= Patrick L. Brockett =

American business economist

Patrick L. Brockett holds the Gus Wortham Chair in Risk Management and Insurance at The University of Texas at Austin. He is a faculty member in the Information, Risk, and Operations Management, Finance, and Mathematics departments and serves as Director of the Risk Management and Insurance Program and the Center for Risk Management and Insurance. Additionally, he oversees the Minor/Certificate in Risk Management Program and is affiliated with the Division of Statistics & Scientific Computation at the university. His research focuses on statistics, probability, actuarial science, quantitative methods in business and social sciences, and risk and insurance. In recognition of his contributions, the American Risk and Insurance Association (ARIA) established the Patrick Brockett & Arnold Shapiro Actuarial Research Award, which is presented annually to the actuarial journal article that makes a significant contribution to the field of risk management and insurance research.

== Career ==
Patrick Lee Brockett earned a B.A. in mathematics from California State University, Long Beach, and completed his M.A. and Ph.D. in mathematics at the University of California, Irvine, in 1975. He began his academic career teaching mathematics at Tulane University (1975–1977) and later at the University of Texas at Austin (1977–1980). In 1980, he switched to the actuarial science program within the Finance Department at the University of Texas at Austin, where he eventually became program director.

In 1995, Brockett was appointed Director of the Risk Management and Insurance Program, relocating the program to the Department of Management Science and Information Systems, now the Department of Information, Risk, and Operations Management.
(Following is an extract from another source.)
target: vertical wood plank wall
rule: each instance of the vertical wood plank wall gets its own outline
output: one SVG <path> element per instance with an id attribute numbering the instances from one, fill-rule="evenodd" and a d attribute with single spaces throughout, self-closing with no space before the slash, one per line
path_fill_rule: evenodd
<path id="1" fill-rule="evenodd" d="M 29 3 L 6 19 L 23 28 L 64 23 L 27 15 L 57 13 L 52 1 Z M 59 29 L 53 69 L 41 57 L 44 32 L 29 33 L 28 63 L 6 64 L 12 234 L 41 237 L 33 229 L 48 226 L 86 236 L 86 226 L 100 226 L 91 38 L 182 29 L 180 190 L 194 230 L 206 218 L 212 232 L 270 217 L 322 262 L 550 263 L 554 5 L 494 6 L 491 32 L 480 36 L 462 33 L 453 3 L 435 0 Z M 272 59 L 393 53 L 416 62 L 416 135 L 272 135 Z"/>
Throughout his tenure, he also served as Director of the Center for Cybernetic Studies (1990–1996), the Center for Management of Operations and Logistics (1996–1999), and the Center for Risk Management and Insurance (1999–present).

Beyond his academic roles, Brockett contributed to the state of Texas as a board member of the Texas Property and Casualty Guaranty Association from 1999 to March 2020, addressing claims for insolvent insurance companies. He currently serves as Co-Editor of the North American Actuarial Journal after a tenure as Editor-in-Chief (2014–2023). He is also on the editorial board of the Journal of Risk and Financial Management and the board of directors of Incline National Insurance Company.

Brockett has held leadership roles in professional organizations, including serving as President of the American Risk and Insurance Association (2001–2002) and Editor of the Journal of Risk and Insurance (1998–2009).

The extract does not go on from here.